I’d tell you to keep your cool, but that’s going to be hard when Team Biden takes away your air conditioner.
And the Biden administration certainly has an appetite for regulating household appliances in a way that seems calculated to make your life worse.
Many readers will remember the Biden team’s recent abortive effort to regulate gas stoves largely out of existence.
Energy Secretary Jennifer Granholm — later forced to admit she has a gas stove at home herself — proposed draconian gas-stove regulations in the name of “climate change” and a dubious scientific study connecting gas cooking and asthma.
She withdrew them in the face of massive public resistance.
People like their gas stoves, and a proposal that only electric cooking should be allowed sat poorly with people (like me) who had just experienced rolling electrical blackouts due to chilly weather.
(Gov. Kathy Hochul is still pushing ahead with her proposal to ban gas hook-ups in new buildings, however.)

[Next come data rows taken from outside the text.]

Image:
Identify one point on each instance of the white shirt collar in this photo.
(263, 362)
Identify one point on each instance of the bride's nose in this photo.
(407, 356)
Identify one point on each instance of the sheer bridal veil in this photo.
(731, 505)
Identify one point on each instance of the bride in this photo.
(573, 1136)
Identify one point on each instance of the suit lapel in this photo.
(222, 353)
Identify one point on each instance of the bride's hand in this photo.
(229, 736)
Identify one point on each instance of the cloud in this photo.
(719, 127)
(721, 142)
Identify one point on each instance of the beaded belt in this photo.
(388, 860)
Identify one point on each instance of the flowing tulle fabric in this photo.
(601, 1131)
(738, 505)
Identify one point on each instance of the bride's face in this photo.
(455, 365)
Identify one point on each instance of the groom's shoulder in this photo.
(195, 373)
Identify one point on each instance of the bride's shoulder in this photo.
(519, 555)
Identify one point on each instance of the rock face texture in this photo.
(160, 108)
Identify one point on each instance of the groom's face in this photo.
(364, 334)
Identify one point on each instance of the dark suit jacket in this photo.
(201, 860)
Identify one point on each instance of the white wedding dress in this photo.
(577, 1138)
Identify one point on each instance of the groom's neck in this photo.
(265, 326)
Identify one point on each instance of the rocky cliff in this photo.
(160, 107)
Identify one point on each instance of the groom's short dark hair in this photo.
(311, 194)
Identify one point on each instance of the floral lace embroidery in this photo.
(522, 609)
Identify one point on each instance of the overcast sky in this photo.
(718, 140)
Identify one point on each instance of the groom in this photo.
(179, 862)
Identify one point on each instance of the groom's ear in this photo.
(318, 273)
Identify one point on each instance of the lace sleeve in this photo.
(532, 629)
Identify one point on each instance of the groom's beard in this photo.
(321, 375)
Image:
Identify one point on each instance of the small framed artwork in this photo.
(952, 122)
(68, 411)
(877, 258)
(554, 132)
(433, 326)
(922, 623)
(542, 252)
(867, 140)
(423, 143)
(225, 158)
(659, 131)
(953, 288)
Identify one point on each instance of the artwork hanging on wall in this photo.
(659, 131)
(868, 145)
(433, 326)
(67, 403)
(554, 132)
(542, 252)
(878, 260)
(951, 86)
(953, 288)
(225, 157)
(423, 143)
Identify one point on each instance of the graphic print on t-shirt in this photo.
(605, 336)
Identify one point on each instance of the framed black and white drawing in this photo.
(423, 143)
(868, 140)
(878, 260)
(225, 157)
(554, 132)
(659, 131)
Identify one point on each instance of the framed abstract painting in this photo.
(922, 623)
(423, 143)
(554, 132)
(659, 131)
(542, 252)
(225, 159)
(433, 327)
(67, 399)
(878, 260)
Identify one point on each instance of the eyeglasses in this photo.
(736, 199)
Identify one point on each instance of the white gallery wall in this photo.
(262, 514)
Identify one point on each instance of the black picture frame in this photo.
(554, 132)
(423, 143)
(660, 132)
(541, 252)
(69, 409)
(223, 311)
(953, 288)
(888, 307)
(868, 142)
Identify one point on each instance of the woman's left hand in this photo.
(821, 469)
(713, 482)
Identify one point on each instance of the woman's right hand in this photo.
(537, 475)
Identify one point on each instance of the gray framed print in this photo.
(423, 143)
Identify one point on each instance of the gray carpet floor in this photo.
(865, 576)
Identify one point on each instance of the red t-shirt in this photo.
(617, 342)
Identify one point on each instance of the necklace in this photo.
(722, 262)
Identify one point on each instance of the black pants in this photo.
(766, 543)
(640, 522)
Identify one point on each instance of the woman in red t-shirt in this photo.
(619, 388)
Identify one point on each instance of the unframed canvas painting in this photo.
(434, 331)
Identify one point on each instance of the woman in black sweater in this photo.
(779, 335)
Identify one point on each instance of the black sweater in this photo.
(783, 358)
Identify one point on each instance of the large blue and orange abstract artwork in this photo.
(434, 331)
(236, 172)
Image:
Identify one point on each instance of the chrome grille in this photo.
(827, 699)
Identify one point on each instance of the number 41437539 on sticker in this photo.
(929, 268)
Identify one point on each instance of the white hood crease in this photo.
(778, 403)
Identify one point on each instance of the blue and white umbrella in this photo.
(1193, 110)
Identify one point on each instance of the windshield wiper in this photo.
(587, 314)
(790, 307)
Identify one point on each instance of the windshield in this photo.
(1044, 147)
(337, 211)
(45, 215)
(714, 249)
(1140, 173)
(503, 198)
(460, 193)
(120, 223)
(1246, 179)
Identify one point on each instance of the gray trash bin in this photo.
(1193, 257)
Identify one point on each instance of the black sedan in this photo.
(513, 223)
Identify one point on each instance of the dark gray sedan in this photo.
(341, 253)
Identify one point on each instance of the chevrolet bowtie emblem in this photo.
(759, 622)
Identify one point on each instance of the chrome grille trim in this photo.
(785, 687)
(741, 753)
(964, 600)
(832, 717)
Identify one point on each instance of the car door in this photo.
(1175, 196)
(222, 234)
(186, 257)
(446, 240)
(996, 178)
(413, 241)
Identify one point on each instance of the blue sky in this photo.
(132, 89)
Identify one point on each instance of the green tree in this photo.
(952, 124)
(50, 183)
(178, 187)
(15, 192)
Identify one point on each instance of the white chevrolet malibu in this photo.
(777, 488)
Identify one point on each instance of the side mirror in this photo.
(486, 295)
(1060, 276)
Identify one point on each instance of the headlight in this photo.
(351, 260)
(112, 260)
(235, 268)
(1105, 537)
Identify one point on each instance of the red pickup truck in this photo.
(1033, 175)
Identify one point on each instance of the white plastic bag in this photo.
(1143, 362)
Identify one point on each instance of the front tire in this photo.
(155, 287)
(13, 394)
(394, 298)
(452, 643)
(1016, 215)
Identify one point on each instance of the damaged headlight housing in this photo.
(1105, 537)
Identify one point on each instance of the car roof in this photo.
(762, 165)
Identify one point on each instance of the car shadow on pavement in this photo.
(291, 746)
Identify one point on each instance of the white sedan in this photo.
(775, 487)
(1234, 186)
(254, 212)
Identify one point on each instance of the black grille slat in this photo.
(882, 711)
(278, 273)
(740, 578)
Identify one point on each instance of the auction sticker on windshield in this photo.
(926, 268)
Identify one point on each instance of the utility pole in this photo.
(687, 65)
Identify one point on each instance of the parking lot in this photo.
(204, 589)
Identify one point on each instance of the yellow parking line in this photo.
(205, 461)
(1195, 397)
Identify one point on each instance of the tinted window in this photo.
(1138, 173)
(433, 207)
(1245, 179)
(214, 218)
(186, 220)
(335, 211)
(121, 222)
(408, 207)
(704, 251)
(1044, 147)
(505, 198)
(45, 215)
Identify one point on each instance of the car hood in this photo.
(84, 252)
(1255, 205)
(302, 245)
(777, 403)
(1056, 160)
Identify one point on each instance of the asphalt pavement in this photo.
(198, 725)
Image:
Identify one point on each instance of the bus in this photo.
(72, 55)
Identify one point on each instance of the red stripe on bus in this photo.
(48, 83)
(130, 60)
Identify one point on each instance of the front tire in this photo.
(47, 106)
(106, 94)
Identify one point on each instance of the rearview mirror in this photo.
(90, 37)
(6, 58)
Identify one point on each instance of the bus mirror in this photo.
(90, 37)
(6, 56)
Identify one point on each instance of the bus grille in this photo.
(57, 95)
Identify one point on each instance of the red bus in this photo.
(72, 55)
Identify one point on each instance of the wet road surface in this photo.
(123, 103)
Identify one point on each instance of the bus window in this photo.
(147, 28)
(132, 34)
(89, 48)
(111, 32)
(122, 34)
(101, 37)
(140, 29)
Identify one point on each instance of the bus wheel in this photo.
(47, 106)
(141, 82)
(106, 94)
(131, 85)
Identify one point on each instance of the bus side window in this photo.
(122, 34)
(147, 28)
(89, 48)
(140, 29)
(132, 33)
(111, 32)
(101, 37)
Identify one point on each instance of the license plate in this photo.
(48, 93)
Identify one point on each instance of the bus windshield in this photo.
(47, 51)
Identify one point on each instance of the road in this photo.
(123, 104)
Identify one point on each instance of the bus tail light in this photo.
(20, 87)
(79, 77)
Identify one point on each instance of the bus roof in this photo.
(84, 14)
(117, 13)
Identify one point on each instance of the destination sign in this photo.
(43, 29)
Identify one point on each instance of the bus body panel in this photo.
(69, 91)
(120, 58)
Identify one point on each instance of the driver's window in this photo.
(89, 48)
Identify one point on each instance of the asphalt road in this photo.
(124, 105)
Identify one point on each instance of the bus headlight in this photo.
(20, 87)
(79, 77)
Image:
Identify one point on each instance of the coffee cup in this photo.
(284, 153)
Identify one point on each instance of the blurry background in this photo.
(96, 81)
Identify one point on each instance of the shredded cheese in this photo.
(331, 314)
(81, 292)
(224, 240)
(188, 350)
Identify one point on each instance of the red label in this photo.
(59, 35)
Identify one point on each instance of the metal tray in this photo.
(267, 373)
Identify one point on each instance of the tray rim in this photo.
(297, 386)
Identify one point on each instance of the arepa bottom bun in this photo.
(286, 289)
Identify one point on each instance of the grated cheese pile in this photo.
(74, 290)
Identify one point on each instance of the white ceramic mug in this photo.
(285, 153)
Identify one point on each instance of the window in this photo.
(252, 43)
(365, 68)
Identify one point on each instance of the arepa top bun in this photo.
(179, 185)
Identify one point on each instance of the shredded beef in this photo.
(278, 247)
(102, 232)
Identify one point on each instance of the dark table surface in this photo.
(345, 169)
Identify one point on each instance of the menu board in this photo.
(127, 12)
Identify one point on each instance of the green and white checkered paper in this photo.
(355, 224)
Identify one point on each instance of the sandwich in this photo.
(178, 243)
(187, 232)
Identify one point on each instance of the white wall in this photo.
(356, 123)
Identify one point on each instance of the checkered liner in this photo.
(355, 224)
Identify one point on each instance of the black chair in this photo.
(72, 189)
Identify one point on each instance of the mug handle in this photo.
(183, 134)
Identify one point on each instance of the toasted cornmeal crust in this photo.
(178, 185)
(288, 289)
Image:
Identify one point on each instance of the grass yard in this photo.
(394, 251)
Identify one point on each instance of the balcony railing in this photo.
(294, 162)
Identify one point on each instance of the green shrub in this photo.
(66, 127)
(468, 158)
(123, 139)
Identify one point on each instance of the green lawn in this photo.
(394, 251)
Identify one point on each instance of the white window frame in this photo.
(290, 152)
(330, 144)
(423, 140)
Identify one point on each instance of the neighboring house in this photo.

Before that, the Energy Department had nixed Trump-era regulatory reforms designed to allow “quick” dishwashers, as well as similarly improved washers and dryers.
Want your dishes or clothes done in what used to be seen as a normal time? Forget it, peasants!
Now, in the latest episode of Team Biden’s “war on appliances,” the Energy Department has turned its attention to air conditioners, specifically room air conditioners of the sort used disproportionately by poor people, minorities and the elderly to keep cool in summer heat.
New energy-efficiency regulations promise to make these units more expensive for consumers and potentially less reliable and less effective at, you know, actually cooling things off.
“What these standards do is enforce a level of efficiency that doesn’t make sense,” the Competitive Enterprise Institute’s Ben Lieberman told Fox News Digital last week. “And they compromise product quality. We’ve already seen this to an extent with cost of clothes-washer standards.”